Posts tagged ‘caching’

April 9, 2011

3 simple steps to adopt cloud computing

Cloud computing is now synonymous with Flexible Provisioning and Scale. Find out below if you are taking full advantage of cloud computing.

The As Is deployment – lowest adoption cost, reasonable benefits:

Move the server application “as is” to a cloud server. This is nothing but a co-located server, at Amazon for example. The provisioning and maintenance of the application is still a self driven task.

The win is in the dynamic on demand provisioning. Easy to compute the ROI here. Let us say that your application needs to be available all year round – but cater to seasonal demands. Say it costs $400 to host your application to cater to peak demand. You would end up paying 12*400 = $4800 per annum to keep your application up. Most of the time it would be under utilized. Cloud computing has made it really simple to change your compute capacity as easily as setting a reminder in your out look calender. With amazon or google, you could just log into the admin panel and say that you need additional resources only on certain dates. At the end of the month you get billed for the amount of resources you actually consume.

The Managed RDBMS deployment – reasonably low adoption cost, reasonable benefits:

A lot of work has to be done to ensure that the application is available. i.e. a replication strategy and policy to keep the database available.
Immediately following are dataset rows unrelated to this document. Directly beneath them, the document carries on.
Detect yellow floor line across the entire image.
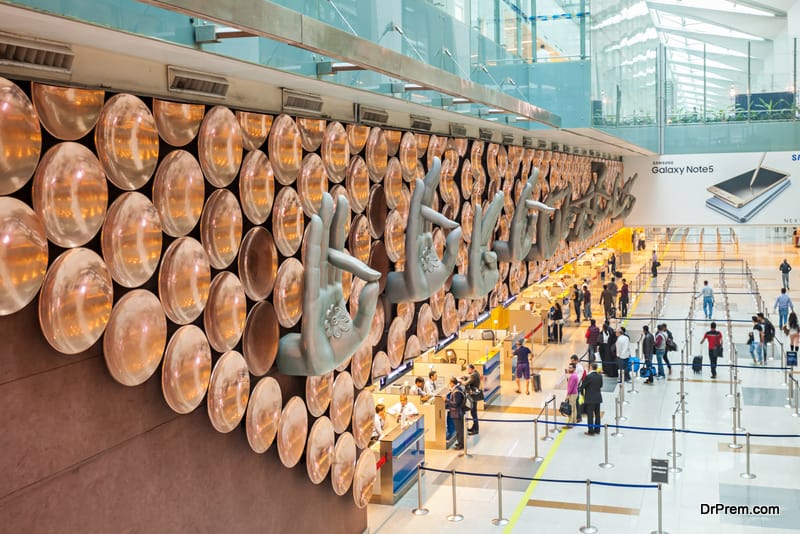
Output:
[503,432,567,534]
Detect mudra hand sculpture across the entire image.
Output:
[386,158,461,303]
[493,168,555,261]
[450,191,504,299]
[278,193,381,376]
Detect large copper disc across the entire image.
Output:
[269,115,304,185]
[278,396,308,467]
[0,77,42,195]
[331,432,356,496]
[0,197,47,316]
[203,271,247,352]
[353,449,378,508]
[297,154,328,217]
[245,376,283,454]
[350,343,372,389]
[103,289,167,386]
[197,106,242,187]
[353,389,375,449]
[306,417,336,484]
[153,98,206,146]
[101,191,161,287]
[239,150,275,224]
[161,325,211,414]
[306,371,333,417]
[31,83,106,141]
[94,94,158,191]
[272,258,304,328]
[200,189,242,269]
[158,237,211,324]
[347,124,370,154]
[33,142,108,247]
[153,150,205,237]
[208,350,250,434]
[242,301,280,376]
[297,118,327,152]
[239,226,278,302]
[39,248,114,354]
[272,187,305,256]
[236,111,272,150]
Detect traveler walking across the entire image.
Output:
[619,278,630,317]
[747,315,764,365]
[445,376,467,451]
[514,339,531,395]
[581,363,603,436]
[583,285,592,319]
[778,258,792,290]
[772,287,794,328]
[572,284,583,324]
[614,326,631,382]
[641,325,656,384]
[584,319,600,363]
[695,280,714,319]
[700,322,722,378]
This is still a lot of effort and money. The alternative is a managed RDBMS, where the provider (amazon or google) manages the database. They worry about keeping the data safe from being lost. Much harder to do the ROI here – as the time spent in managing this would have to be offset against opportunity costs. Note that there would be some amount of code restructuring (not a lot) to get this going. An example of this is the Amazon MySQL RDS. At the time of writing, google is yet to announce the availability of their hosted sql service.
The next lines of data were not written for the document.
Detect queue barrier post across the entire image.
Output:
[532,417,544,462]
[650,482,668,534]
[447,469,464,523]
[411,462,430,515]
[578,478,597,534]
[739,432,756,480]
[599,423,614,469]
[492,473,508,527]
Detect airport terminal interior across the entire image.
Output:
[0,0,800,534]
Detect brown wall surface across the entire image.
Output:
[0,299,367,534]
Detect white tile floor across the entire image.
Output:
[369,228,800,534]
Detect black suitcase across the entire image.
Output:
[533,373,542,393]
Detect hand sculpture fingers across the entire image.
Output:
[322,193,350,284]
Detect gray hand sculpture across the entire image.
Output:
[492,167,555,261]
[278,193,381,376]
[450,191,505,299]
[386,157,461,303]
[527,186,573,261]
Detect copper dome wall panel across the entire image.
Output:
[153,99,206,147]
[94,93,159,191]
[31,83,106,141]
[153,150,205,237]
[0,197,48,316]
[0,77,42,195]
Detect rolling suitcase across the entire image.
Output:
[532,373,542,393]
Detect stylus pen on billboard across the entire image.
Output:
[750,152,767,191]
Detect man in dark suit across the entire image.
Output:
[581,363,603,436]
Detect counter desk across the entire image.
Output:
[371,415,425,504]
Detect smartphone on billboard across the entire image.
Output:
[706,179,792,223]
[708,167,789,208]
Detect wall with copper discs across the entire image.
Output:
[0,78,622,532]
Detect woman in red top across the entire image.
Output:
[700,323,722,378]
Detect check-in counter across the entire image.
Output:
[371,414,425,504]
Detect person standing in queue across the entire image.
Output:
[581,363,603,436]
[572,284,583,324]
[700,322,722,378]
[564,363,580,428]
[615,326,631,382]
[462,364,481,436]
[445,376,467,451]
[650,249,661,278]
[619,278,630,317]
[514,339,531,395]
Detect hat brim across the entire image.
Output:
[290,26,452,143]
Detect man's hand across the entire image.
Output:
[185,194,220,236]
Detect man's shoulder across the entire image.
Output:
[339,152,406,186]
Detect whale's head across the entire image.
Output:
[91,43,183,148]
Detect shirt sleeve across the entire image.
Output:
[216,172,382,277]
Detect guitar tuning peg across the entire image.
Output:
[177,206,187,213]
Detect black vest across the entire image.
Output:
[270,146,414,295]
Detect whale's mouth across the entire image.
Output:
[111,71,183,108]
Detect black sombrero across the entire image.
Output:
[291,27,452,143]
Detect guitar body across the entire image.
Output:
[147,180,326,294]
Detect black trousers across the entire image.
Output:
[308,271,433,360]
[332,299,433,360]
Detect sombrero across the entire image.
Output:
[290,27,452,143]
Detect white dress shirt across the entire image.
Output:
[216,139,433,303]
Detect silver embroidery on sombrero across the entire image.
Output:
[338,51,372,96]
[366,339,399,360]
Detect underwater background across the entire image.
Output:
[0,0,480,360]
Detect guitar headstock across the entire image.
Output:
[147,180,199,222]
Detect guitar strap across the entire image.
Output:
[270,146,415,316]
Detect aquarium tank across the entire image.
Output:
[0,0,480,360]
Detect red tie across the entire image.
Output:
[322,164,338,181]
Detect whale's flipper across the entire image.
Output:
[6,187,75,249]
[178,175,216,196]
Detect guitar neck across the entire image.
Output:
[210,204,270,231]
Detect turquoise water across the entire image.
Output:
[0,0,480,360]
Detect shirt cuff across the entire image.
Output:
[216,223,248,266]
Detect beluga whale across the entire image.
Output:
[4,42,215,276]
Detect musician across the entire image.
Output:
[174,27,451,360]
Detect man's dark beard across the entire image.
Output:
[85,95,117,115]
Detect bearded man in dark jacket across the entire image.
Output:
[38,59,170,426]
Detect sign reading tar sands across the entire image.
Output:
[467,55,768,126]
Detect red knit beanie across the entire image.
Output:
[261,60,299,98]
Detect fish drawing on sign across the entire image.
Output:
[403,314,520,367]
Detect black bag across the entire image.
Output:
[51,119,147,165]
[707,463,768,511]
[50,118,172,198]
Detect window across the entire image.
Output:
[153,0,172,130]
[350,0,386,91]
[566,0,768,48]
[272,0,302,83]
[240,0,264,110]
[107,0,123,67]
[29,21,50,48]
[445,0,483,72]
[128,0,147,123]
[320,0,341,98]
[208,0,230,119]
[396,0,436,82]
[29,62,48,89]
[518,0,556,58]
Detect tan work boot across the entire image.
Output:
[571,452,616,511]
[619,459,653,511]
The Application Rewrite – highest adoption cost, highest benefits (arguably)

If your goal is to write an application which scales very well then you should consider a complete application rewrite to take advantage of the storage APIs. Hosted RDBMS is still a single machine (or a cluster) running a database server – with bottlenecks – be it memory, cpu, networ or disk.

Cloud computing offers storage APIs to access and manage data unlike traditional methods of file or rdbms storage. Because of the underlying architectural differences, cloud datastore offers better scalability – http://labs.google.com/papers/bigtable.html.

Advertisements
April 8, 2011

Performance Engineering – SSD file systems.
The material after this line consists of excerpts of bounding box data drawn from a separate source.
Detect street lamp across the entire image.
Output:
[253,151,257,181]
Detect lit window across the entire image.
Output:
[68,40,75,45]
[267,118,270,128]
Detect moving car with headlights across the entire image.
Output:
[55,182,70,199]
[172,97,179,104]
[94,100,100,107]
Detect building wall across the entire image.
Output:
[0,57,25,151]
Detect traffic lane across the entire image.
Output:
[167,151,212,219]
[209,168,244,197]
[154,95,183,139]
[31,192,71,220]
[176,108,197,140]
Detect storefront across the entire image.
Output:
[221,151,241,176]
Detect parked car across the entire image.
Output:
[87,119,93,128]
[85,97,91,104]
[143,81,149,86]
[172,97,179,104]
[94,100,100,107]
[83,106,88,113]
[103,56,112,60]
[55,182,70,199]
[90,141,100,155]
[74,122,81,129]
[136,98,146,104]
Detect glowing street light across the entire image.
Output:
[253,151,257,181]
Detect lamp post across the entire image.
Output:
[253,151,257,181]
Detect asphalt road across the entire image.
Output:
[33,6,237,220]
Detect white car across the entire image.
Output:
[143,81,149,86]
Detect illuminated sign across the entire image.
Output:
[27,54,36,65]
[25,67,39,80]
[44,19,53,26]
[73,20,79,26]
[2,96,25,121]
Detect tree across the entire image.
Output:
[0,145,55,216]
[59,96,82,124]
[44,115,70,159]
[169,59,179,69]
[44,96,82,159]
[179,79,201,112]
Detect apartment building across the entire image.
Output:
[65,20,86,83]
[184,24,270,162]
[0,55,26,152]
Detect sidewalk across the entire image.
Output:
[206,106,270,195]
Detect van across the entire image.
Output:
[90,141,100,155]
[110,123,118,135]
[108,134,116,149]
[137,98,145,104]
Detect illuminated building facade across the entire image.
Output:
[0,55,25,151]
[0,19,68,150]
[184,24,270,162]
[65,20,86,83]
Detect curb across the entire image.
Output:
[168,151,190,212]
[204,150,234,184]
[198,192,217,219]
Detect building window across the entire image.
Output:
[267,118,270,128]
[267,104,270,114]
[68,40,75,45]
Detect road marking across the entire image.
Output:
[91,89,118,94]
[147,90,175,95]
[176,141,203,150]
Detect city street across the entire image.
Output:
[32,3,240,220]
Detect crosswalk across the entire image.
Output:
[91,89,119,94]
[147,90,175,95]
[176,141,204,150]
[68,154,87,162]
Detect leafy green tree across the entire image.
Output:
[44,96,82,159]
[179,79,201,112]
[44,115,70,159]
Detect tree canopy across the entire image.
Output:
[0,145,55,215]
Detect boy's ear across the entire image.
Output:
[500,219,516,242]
Solid state device threatens to challenge and change existing computing paradigms.

While traditional disk access times are of the order of a few milli seconds, ssd access times are under 100 micro seconds for reads and writes respectively. Speeding up by a factor of 100. And that is significant.

Operating system components have evolved over the last 4 decades at a much slower speed. For an enterprise platform like IBM AIX or HPUX it takes A few years (my guess is a minimum 6) to push a new technology. The cycle is as follows – a new hardware technology is invented. OS vendors take a few years to adopt and evangelize. Enterprise customers longer to test, adopt and deploy.

SSD promises to deliver better performance by lowering IO latency and increasing throughput. File systems have evolved to do the same. Specialized caches have been invented to speed up performance. For example directory name lookup cache, page cache, inode cache, large directory cache, buffer cache and so on.

Quite a lot of focus is on being clever with reads and writes of application data. Engineers go to great extents to squeeze the last bit of performance out of the system. Sadly performance is not a main consideration during implementation (functionality is) and is often times applied as an afterthought.

The result is hacks rather than elegant solutions to performance issues.

Coming back to SSDs – a large portion of the file system implementation has to be re looked at and parts of it have to be thrown away completely. Especially true when complete filesystems are laid out on SSD. We need to look at how filesystems can take advantage of SSDs.

April 7, 2011

Balance File System Caching and Flushing policies

Most file-systems have intelligent caching policies. The policies are designed to increase the throughput and decrease IO latency rates thereby providing faster service times to the users and applications. Based on the nature of the workload, appropriate caching policies can be set to achieve maximum cache-hit rates.

However, this works as long as there is enough memory to store revisited pages. Once the number of pages cached exceeds the set memory limit, the file-system decides to reclaim space by flushing older pages to the storage. If flushing is not done frequently, a lot of data may suddenly be dumped on the disk leading to storage bottleneck.

Depending on storage bandwidth, flushing large amount of file-system data can lead to very large service times for the users or the application. For all-round good performance one thus needs to also look at how frequently and how much of data is flushed to the storage. Just like caching policies should take into account the nature of workload, flushing policies should take into account the nature of storage and storage i/o bandwidths.

A good sustained file-system performance is possible only when both, caching and flushing, policies are set optimally.